BrownBag Series Recap
Date: 24 June, 2025
Speaker: Ryo Seah, Intern @ NUS FinTechLab
This BrownBag session focused on automating donor due diligence for philanthropic organizations, presenting a proof-of-concept OSINT pipeline. The discussion examined technical challenges including LLM hallucinations and clustering thresholds while highlighting solutions such as hierarchical clustering, source reliability scoring, and integration with CRM systems for scalable risk management.
An Automated Pipeline for Generating Open Source Intelligence Dossiers for Donor Vetting
Understanding the Problem
Philanthropic organizations face a complex challenge in ensuring comprehensive donor due diligence while managing reputational risks. Current workflows are often manual, fragmented, and time-consuming, requiring staffs to piece together unstructured data from scattered sources. To address these inefficiencies, the lab explored how intelligent automation—combining web scraping, large language models, and clustering techniques—can streamline the due diligence process and improve the accuracy and scalability of donor profiling.
Key Challenges
Two persistent challenges stood out:
- LLM Hallucinations – While LLMs are effective at structuring scraped data, they occasionally produce unsupported claims.
- Solution: Establishing a “chain of trust” by tying each fact directly to its original source.
- Ambiguous Profiles – Similar or identical names often led to merged donor records.
- Solution: Agglomerative clustering with semantic embeddings flagged potential overlaps for human review.
Other hurdles included API rate limits, blocked scraping on certain sites, and the scalability of processing larger name lists.
Technical Implementation
The demonstrated pipeline (Stage 1: OSINT Automation) follows a three-step workflow:
- Search: SerpAPI for Google results, Playwright for scraping dynamic content.
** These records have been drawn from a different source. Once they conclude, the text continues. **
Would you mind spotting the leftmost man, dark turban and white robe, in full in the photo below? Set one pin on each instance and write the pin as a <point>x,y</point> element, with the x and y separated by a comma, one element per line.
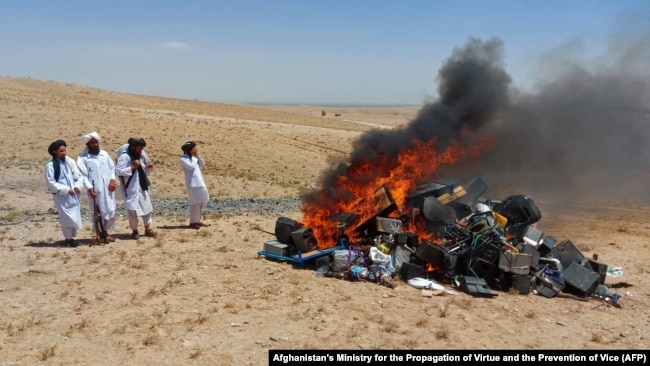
<point>64,182</point>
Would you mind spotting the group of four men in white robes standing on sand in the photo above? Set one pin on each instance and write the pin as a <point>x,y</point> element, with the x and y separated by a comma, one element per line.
<point>96,171</point>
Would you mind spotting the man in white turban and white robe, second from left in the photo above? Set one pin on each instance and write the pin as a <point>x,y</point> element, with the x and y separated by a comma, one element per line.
<point>98,170</point>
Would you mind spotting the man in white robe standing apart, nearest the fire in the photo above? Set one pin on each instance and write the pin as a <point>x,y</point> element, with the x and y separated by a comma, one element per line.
<point>191,162</point>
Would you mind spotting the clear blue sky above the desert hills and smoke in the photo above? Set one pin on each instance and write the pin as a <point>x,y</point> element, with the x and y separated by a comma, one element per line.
<point>353,52</point>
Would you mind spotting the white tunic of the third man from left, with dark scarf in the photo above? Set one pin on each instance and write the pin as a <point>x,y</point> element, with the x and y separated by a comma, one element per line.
<point>135,199</point>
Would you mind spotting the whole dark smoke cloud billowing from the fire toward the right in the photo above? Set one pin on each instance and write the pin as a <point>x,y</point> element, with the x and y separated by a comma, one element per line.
<point>580,136</point>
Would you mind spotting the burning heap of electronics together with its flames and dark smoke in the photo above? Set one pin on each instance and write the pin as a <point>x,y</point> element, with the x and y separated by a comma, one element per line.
<point>383,208</point>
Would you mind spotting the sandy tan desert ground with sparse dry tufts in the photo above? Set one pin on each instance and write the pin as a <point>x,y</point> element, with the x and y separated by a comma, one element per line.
<point>206,296</point>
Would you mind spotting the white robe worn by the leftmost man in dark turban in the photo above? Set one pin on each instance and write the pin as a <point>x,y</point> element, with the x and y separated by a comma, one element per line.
<point>68,206</point>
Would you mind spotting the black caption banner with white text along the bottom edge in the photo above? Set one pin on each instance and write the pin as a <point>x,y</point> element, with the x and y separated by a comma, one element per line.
<point>424,357</point>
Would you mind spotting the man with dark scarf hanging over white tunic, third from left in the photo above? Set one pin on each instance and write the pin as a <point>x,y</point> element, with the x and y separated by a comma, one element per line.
<point>133,167</point>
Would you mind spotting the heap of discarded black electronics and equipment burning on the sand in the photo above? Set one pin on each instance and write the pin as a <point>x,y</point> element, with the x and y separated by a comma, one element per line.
<point>449,234</point>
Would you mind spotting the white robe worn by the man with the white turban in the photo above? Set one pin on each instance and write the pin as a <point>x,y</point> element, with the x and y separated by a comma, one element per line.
<point>97,171</point>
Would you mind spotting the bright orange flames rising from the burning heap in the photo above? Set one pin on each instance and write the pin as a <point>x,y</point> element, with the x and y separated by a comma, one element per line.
<point>355,190</point>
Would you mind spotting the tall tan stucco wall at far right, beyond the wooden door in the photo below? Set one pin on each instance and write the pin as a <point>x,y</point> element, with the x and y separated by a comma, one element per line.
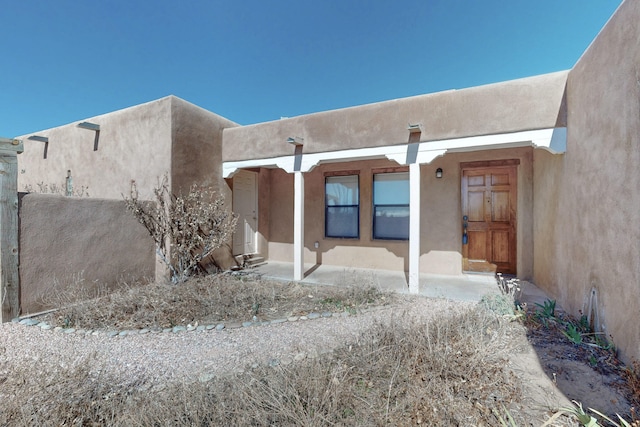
<point>587,203</point>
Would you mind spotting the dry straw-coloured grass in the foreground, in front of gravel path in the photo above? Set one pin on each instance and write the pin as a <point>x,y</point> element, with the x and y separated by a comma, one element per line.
<point>448,371</point>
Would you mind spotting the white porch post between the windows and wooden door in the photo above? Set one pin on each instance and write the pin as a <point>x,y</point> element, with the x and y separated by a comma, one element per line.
<point>414,228</point>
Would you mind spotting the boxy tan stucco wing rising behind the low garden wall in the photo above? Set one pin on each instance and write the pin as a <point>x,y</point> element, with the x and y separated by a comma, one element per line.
<point>141,143</point>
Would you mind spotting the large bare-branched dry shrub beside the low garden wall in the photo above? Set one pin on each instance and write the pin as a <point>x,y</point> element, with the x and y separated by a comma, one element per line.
<point>185,229</point>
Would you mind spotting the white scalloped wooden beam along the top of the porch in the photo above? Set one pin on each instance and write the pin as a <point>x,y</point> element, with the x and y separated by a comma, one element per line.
<point>552,139</point>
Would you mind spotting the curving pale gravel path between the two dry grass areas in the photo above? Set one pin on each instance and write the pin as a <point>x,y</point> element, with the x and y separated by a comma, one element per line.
<point>185,356</point>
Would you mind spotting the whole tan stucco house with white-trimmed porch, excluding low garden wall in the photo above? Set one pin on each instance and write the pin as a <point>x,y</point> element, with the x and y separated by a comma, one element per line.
<point>537,177</point>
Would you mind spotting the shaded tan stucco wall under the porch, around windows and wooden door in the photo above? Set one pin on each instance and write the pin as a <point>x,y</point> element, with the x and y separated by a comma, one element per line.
<point>441,222</point>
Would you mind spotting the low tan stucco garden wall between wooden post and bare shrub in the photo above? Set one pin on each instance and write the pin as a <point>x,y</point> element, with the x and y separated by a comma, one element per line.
<point>64,238</point>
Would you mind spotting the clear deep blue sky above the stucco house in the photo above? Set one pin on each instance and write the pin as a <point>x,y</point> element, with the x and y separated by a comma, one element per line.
<point>258,60</point>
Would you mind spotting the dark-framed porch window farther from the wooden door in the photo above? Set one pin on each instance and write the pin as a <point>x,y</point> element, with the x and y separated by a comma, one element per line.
<point>342,207</point>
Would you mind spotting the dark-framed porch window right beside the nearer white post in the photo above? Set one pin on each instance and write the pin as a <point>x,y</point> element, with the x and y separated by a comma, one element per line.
<point>391,206</point>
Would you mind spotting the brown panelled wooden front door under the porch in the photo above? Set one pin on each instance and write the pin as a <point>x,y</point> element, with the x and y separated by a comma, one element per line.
<point>489,205</point>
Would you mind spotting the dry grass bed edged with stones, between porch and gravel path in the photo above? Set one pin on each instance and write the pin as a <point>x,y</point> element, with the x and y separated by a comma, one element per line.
<point>210,299</point>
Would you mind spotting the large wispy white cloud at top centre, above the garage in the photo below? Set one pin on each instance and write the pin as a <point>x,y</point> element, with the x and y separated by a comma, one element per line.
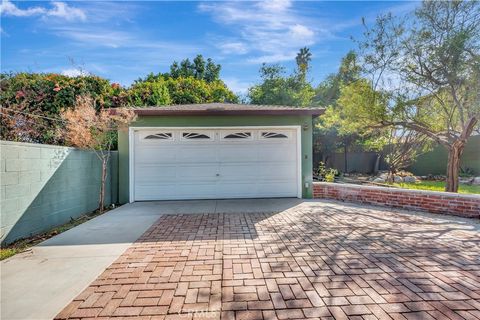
<point>272,29</point>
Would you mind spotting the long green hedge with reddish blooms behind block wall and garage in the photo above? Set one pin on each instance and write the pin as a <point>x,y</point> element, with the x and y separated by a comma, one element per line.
<point>32,101</point>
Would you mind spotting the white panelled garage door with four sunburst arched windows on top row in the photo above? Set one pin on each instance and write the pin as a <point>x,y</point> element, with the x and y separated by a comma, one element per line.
<point>215,164</point>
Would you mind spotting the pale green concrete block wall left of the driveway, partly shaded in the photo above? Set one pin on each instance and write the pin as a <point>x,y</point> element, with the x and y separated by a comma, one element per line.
<point>44,186</point>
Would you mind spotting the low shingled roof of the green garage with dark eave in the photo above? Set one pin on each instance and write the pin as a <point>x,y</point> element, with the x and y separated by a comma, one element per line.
<point>225,109</point>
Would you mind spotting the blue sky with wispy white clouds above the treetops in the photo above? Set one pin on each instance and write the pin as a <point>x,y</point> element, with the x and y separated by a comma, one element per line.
<point>123,41</point>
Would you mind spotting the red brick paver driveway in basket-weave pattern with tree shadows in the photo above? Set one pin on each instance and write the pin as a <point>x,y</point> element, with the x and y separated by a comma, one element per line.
<point>316,260</point>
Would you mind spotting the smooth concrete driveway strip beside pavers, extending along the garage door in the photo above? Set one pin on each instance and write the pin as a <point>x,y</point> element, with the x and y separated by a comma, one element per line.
<point>37,284</point>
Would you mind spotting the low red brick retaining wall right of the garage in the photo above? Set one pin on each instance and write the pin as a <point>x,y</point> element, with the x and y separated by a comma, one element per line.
<point>431,201</point>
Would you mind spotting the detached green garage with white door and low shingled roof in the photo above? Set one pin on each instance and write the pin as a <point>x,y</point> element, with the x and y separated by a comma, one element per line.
<point>217,151</point>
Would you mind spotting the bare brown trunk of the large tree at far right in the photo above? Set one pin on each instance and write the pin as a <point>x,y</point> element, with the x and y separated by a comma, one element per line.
<point>455,151</point>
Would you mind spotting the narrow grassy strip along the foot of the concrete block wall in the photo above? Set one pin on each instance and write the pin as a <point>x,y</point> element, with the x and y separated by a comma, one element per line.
<point>23,244</point>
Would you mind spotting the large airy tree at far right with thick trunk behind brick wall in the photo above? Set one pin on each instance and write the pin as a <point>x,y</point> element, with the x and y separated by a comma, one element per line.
<point>429,63</point>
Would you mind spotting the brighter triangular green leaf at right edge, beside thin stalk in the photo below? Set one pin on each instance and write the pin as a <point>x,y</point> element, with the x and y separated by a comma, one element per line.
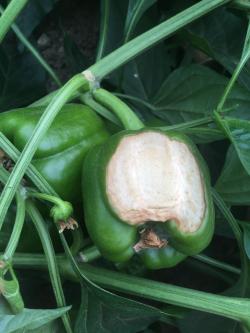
<point>238,132</point>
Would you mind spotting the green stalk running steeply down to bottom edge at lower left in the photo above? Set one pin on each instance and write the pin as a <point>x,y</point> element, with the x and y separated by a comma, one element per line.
<point>50,259</point>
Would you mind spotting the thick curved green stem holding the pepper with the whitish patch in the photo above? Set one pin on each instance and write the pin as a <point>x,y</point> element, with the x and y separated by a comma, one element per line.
<point>127,117</point>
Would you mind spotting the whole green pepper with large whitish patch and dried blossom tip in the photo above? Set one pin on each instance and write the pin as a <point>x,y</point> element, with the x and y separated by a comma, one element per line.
<point>141,181</point>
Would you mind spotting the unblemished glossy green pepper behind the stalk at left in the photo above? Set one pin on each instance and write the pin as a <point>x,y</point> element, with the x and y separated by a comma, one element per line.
<point>59,157</point>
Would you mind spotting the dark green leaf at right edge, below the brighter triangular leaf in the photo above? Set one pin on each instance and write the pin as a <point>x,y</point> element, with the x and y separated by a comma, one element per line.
<point>234,182</point>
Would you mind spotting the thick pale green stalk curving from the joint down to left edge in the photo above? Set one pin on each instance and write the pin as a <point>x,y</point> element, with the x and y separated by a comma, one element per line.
<point>77,82</point>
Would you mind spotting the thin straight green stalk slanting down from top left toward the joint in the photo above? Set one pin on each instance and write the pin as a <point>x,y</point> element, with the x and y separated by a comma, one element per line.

- Aggregate: LLMs structure data into clean key-value pairs, removing noise.
- Cluster: Embeddings identify duplicate or ambiguous profiles, generating YAML outputs for PDF dossiers.
This approach ensures traceability by linking every fact to its source, significantly reducing hallucination risks.
Research Questions & Discussion
The BrownBag session not only outlined the proof-of-concept pipeline but also raised critical questions from the internal audience, reflecting both technical and strategic considerations:
- How can the system be made more user-friendly, perhaps through a GUI interface with simple input fields rather than relying on command-line operations?
- What statistical approaches (e.g., elbow method) could refine clustering thresholds and improve the disambiguation of donor profiles?
- Can Named Entity Recognition (NER) be integrated to automatically filter out irrelevant paragraphs during web scraping?
- How should we design a source reliability scoring system that prioritizes information from more authoritative and trustworthy domains over less reliable sources?
- Would a saturation-based link collection approach, instead of a fixed link limit, improve coverage and accuracy of profiles?
Key Takeaways
- Proof of Concept: Successfully processed 5 names per batch with 70–80% scrape success, producing structured and verifiable YAML/PDF outputs.
- Audience Feedback: Raised crucial ideas for GUI development, clustering refinements, NER, and open-source LLM exploration.
- Future Roadmap: Enhancements include source reliability scoring, fuzzy matching across sources, and integration of risk indicators.
- Strategic Outlook: Beyond automation, the project aims to build a full Intelligence & Risk Engine to support long-term donor due diligence.
The session closed with a shared recognition: while automation cannot replace human oversight, it can significantly reduce repetitive effort, improve accuracy, and enable staff to focus on high-value decision-making.